No Hate at Hofstra

On Wednesday, July 29, Hofstra Hillel welcomed Nancy Kaplan and Stephanie Merkrebs from the Anti-Defamation League (ADL), to Hofstra University, where the two spoke about anti-Semitism on college campuses. Nancy Kaplan, a facilitator with the Anti-Defamation League and Stephanie Merkrebs, assistant regional director, introduced their program, “Words to Action”.

Anti-Semitism has become prominent in our society; just about every student raised his or her hand when Kaplan asked us if we had ever experienced anti-Semitic words or behavior. Their program works to help reduce incidents of hate, and discusses how to speak up when we see anti-Semitism. For two hours, we did activities that helped educate us on Israel and how to educate others. First, we discussed the differences between anti-Semitism, anti-Israel, and anti-Zionism. It is crucial to distinguish what an action is in order to form a response. We went through scenarios and defined whether the action or person was anti-Semitic, anti-Israel, or anti-Zionist. In short, anti-Israel is defined as biased perspectives directed against Israel. We see this when people discuss Israeli conflicts and make accusations without knowing all the facts. Whereas Anti-Semitism is discrimination against Jews, anti-Zionism is the prejudice against the idea that Jewish people have a homeland in the State of Israel.

We were split into groups where we were given more scenarios, and not only categorized the action, but also explained how we would respond, what our goal in responding was, and the positive and negative ways they could react. Most of the responses included reaching out to our peers and educating them on the facts about Israel and stopping jokes about Jewish stereotypes.

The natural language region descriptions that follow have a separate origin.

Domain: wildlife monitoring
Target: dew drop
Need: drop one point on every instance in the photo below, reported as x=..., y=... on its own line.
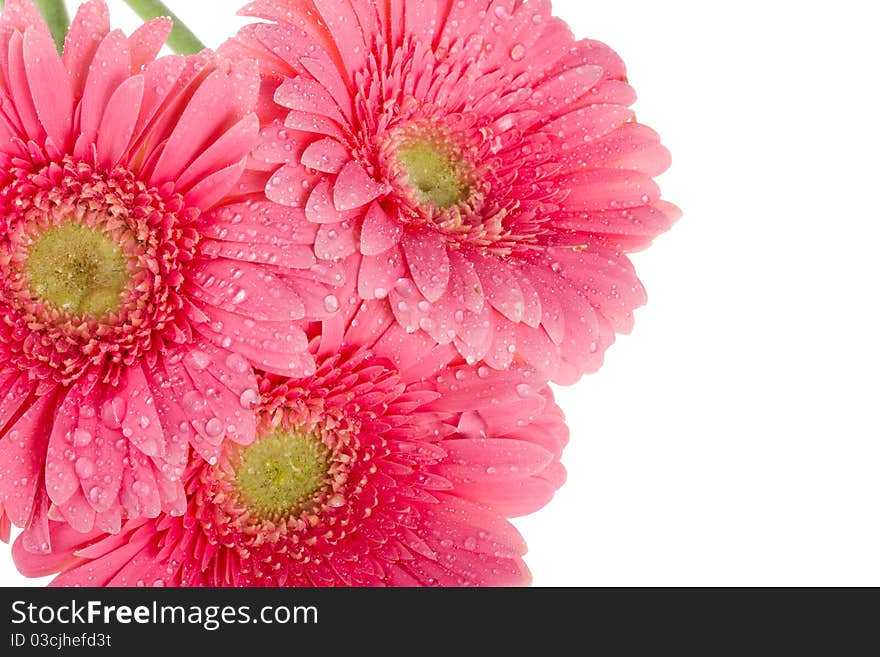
x=214, y=427
x=84, y=467
x=237, y=363
x=81, y=438
x=248, y=398
x=113, y=412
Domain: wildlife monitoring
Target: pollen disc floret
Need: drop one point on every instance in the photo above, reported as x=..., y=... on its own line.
x=287, y=473
x=143, y=273
x=472, y=163
x=366, y=473
x=92, y=264
x=77, y=269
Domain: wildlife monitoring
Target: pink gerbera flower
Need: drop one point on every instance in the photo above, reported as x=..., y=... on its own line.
x=139, y=278
x=370, y=472
x=474, y=163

The goals were mainly to reduce anti-Semitic behavior, and educate people about Israel and its history. We know there will always be negative outcomes when expressing our thoughts towards people that are unfortunately blocked by discrimination. We also know that education is the key to changing people’s perspectives.

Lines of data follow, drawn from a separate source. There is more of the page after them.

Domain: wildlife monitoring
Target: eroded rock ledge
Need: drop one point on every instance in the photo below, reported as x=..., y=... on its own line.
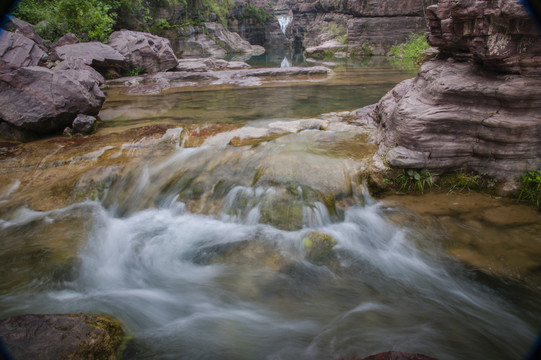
x=478, y=106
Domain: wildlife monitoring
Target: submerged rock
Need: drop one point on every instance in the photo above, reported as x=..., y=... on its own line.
x=144, y=51
x=58, y=337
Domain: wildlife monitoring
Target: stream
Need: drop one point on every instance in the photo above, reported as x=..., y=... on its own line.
x=261, y=240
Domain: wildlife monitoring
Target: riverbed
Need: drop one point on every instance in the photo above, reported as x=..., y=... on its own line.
x=221, y=222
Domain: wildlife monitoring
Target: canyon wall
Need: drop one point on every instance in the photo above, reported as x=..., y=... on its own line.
x=364, y=27
x=478, y=105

The event ended with Kaplan asking us to say one thing we can commit to doing when we encounter anti-Semitic behavior. We went around the room responding. From becoming more educated on Israel or standing up to the anti-Semitic attitudes we see all around us. All in all, we agreed that our main goal is to inform our peers and rid our world of the prejudice. Because hate does not help the world, and like the Anti-Defamation League states, “Imagine a world without hate”.